O representante do MPSP disse que a demora na apresentação das imagens é um “indício de embaraço investigativo” e que “qualquer hiato ou edição nas imagens será interpretado como indício de fraude processual”.
No dia seguinte à manifestação do promotor, a juíza Érica Pereira de Sousa, da 1ª Vara Criminal de Itaquaquecetuba, deu 24 horas para que o Comando da Rota apresente as imagens da ocorrência, sob pena de busca e apreensão e apreensão e crime de desobediência. Não há informação sobre se a determinação foi cumprida até esta segunda-feira (9/2).
“Sintonia final”
O relatório interno compartilhado em grupos de WhatsApp da Polícia Militar diz que “Ferrugem” teria crescido rapidamente na facção e estaria envolvido inclusive com “rotas internacionais do tráfico” e com a distribuição de drogas e armas em larga escala.
Para sustentar a tese de que Vieira seria uma liderança do PCC, foi mencionada uma investigação sobre tráfico de drogas que teve início em 2022. Vieira foi alvo, mas nada foi provado contra ele, e o caso foi arquivado.

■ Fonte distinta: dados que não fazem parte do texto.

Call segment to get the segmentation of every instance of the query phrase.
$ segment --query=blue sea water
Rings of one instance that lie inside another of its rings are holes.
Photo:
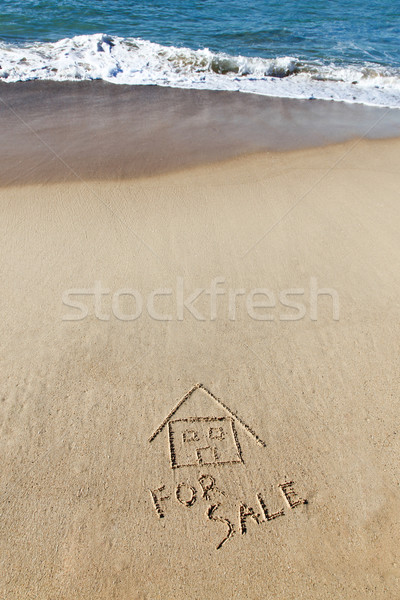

“Em que pese as diligências encetadas e o esforço policial, não foi possível apontar com segurança o envolvimento dos investigados na prática do delito de tráfico de drogas, tampouco que estavam agindo associados para a comercialização ilícita de entorpecentes”, diz a investigação.
A suposta atuação no tráfico citada pela polícia parece ter surgido desse inquérito, que, na verdade, não comprovou qualquer crime.
Outro Ferrugem
O repórter Josmar Jozino, do UOL, publicou uma reportagem mostrando que o Ferrugem conhecido pelas autoridades carcerárias e apontado como de altíssima periculosidade chama-se Adilson da Daghia, 56. Ele foi condenado pelo assassinato do juiz Antônio Jose Machado Dias, o Machadinho, mas está foragido. A polícia, no entanto, nega ter confundido ambos Ferrugens.
Após os questionamentos, porém, a polícia foi mudando de tom e a menção à liderança do PCC foi escanteada nos posicionamentos, embora o governo ainda acuse o homem de ser faccionado.
Em relatório de inteligência ao qual o Metrópoles teve acesso, a PM afirma que a confusão foi provocada uma “divergência conceitual” sobre o que seria “sintonia”.
Segundo o relatório, o termo “sintonia final”, que antigamente era usado para se referir aos chefões do PCC, teria sido “banalizado” pelos próprios criminosos e agora estaria sendo utilizado pelos criminosos em esferas regionais e até para se referir a lideranças de bairros e comunidades.
Família
Em uma postagem na rede social na época, uma familiar defendeu Vieira e contestou as informações divulgadas pela polícia. Segundo ela, “a famosa e cuja famosa ‘ficha cheia de passagens’ só existe na história que a TV contou”.
Ela também descreveu o advogado como alguém que costumava ajudar sua comunidade e “era respeitado como advogado, empresário e pai”. “Era tão ‘temido’ que o bairro inteiro está de luto e completamente devastado com a sua partida”, escreveu.
Na Junta Comercial, Vieira aparece como sócio de empresa do ramo de motocicletas em Itaquaquecetuba. Ele também aparece como inscrito na OAB, na subseção do Arujá, desde junho.